Opinioni
7 agosto, 2025In cosa consiste la rigenerazione della città. E perché la sinistra si fa piacere ciò che non le corrisponde
Se non fossimo qui a ragionare di conclusioni, provvisorie quanto si vuole, ma pur sempre conclusioni, e ci trovassimo invece di fronte a premesse, la pretesa rigenerazione urbanistica di Milano, certa sinistra l’avrebbe non solo bocciata, ma denunciata e smascherata come «il sacco di Milano». Un irriverente vignettista avrebbe apposto al volto di Sala la chioma bianca di Salvo Lima e, adattandone lo slogan delle amministrative palermitane del 1964, gli avrebbe fatto dire: “Milano è bella, facciamola più bella”.
Certa sinistra non si sarebbe trincerata dietro argomenti da legulei sulla sussistenza di alcuni reati, ma ne avrebbe colto l’opportunità, tutta logica, per rivendicare il primato della politica, la sua preveggenza, la sua capacità di disegno strategico, ben prima, e oltre, la constatazione giudiziaria del danno.
Il lodevole intento di migliorare gli spazi, nel governo di una città, non dovrebbe concedere troppe deroghe al rigore dei principi.
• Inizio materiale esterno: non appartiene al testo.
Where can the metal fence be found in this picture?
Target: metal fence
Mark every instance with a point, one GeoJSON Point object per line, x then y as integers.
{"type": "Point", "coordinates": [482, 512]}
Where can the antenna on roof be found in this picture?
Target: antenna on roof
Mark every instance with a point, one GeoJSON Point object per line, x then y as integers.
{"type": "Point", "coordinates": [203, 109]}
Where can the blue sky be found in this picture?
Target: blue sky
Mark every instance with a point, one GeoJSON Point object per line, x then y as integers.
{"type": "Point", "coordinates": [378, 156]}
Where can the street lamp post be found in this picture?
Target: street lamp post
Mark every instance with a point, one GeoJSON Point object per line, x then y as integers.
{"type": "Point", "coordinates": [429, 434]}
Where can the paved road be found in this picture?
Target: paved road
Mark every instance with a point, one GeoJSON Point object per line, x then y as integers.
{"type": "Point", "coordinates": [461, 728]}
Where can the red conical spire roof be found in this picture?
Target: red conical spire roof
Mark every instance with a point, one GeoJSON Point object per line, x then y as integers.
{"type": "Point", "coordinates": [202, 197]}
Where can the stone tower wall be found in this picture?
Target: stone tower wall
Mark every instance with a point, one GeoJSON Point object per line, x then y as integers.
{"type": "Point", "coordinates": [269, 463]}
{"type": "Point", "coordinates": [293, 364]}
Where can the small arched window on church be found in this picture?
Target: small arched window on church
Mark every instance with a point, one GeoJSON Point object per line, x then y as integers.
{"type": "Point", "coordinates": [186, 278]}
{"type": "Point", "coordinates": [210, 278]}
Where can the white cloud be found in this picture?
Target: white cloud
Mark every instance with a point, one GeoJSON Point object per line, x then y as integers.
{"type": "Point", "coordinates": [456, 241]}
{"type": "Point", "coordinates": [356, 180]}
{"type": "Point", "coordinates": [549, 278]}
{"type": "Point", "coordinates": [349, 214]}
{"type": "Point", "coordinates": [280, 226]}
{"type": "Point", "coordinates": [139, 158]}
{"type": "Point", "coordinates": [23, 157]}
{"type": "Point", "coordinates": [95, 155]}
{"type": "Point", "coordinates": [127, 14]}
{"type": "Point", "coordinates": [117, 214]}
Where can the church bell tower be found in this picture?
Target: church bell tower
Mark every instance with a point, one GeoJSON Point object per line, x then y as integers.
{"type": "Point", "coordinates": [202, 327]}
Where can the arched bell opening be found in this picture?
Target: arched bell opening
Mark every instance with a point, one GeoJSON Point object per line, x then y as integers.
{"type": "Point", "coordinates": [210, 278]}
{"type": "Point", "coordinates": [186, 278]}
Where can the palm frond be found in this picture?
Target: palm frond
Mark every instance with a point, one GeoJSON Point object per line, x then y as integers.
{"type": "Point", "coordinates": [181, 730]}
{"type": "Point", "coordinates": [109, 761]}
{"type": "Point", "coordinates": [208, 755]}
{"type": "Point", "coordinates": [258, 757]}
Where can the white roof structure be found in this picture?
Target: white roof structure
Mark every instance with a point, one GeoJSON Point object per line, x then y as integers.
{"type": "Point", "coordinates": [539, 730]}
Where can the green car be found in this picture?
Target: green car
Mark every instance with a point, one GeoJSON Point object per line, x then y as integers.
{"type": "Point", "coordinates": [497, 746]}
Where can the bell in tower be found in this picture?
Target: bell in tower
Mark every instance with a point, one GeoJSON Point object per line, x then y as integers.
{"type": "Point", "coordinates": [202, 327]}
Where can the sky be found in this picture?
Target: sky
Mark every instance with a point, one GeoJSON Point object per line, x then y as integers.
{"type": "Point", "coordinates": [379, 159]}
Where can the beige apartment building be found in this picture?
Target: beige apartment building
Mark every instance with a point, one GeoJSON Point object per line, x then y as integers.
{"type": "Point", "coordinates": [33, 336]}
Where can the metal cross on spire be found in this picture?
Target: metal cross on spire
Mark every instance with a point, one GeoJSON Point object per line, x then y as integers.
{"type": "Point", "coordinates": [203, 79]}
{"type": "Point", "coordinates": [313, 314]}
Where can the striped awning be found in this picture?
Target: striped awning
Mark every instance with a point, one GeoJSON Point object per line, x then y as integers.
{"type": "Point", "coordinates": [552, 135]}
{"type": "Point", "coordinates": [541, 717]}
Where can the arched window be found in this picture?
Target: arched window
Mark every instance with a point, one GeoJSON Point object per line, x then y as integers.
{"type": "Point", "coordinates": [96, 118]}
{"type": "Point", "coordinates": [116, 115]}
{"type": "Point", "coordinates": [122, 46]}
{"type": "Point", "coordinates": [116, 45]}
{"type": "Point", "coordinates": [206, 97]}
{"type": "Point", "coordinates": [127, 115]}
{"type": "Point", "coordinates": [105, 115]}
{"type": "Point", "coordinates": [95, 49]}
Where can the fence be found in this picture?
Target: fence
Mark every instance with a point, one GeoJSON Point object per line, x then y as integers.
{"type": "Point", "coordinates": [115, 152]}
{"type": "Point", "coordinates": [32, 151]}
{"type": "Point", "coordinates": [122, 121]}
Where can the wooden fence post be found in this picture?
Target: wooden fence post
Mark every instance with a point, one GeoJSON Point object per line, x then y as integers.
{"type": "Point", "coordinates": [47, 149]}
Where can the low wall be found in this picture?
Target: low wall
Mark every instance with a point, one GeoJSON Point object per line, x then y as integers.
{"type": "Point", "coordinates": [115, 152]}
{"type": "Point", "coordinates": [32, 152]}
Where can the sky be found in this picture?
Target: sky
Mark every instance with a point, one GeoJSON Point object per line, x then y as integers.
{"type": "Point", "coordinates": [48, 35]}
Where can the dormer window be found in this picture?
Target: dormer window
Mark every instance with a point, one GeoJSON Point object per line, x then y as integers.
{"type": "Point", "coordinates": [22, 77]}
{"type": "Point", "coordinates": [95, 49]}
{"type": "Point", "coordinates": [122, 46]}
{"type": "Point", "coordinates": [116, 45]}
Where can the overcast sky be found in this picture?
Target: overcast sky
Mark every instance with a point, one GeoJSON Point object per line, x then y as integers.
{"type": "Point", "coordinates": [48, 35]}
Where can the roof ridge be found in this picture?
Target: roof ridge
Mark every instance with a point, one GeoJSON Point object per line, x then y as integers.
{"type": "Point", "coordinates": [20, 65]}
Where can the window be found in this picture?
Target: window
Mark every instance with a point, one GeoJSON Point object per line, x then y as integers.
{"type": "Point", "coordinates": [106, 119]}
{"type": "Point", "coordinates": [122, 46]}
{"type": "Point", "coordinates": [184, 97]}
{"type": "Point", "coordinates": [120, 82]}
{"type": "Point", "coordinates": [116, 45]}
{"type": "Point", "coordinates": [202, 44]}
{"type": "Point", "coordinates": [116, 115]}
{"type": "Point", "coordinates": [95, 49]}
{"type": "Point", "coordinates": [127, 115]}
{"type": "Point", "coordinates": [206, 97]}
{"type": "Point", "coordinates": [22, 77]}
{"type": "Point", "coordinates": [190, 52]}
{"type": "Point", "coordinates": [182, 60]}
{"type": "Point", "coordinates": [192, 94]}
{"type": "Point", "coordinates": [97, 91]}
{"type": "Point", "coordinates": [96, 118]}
Il primo e più banale dei quali è che se espelli i ceti più deboli da un tessuto urbano, facendo schizzare le rendite immobiliari alle stelle, perdi molto dell’anima dei luoghi.
E, nello specifico, tradisci le aspettative di chi ancora ti vota credendo in cose ormai logore come il diritto all’abitare, la giustizia sociale, l’equità, le pari opportunità del merito garantite dalla riduzione del gap tra potenzialità individuali e opportunità reali. Deludi chi invoca servizi. Pubblici, essenziali e anche meno impellenti, ma altrettanto necessari. Frustri chi crede in una società accogliente e inclusiva. Che non cede alle paure indotte dalla propaganda, ma che ogni giorno si dà dei limiti e pretende che gli altri facciano altrettanto.
Se ti inchini allo strapotere del capitale privato pur di ristrutturare ampie porzioni di territorio e non negozi compensazioni sufficienti a tenere in equilibrio l’interesse pubblico, ammesso che quello sia l’obiettivo, con la speculazione dei palazzinari, perdi tanto terreno e guadagni solo mattone a cifre inarrivabili, da contemplare.
Se dall’accademia non pretendi un disegno organico di sviluppo, coerente con quelli che dovrebbero essere i tuoi ideali a sostegno dell’azione politica, perdi mille occasioni. Se fai atterrare su una pianta singoli, episodici, esercizi di stile creativo e non ti interroghi su cosa farai prima, dopo, davanti e dietro le mirabilie, perdi l’occasione per disegnare uno sviluppo. Che accompagni la crescita della città e dei suoi abitanti. Se non vedi, nell’abbacinante promessa di futuro, tutti i conflitti di interesse che si affollano nel tuo inner circle e all’orizzonte, baratti la soluzione con il metodo. Che è ciò che dovrebbe fare la differenza tra te e quegli altri al governo del Paese. Se non ti interroghi ogni giorno sulla direzione che sta prendendo ciò che stai contribuendo a fare, se non ti domandi cosa vorresti che fosse, facendoti bastare ciò che sta diventando, rassicurandoti che, dai, in qualche modo, le corrisponde, hai negoziato al ribasso ideali, principi e regole.
Dovrebbe essere sufficiente questo per tirare delle somme. Che, a questo punto, non sono del singolo ma di chiunque lo sostiene. Ma, siccome certe urgenze del cortile della politica non riconoscono il significato della parola vergogna, meglio un sostanziale rassicurante silenzio, in luogo di una dilaniante riflessione sulla consistenza della propria supposta alterità.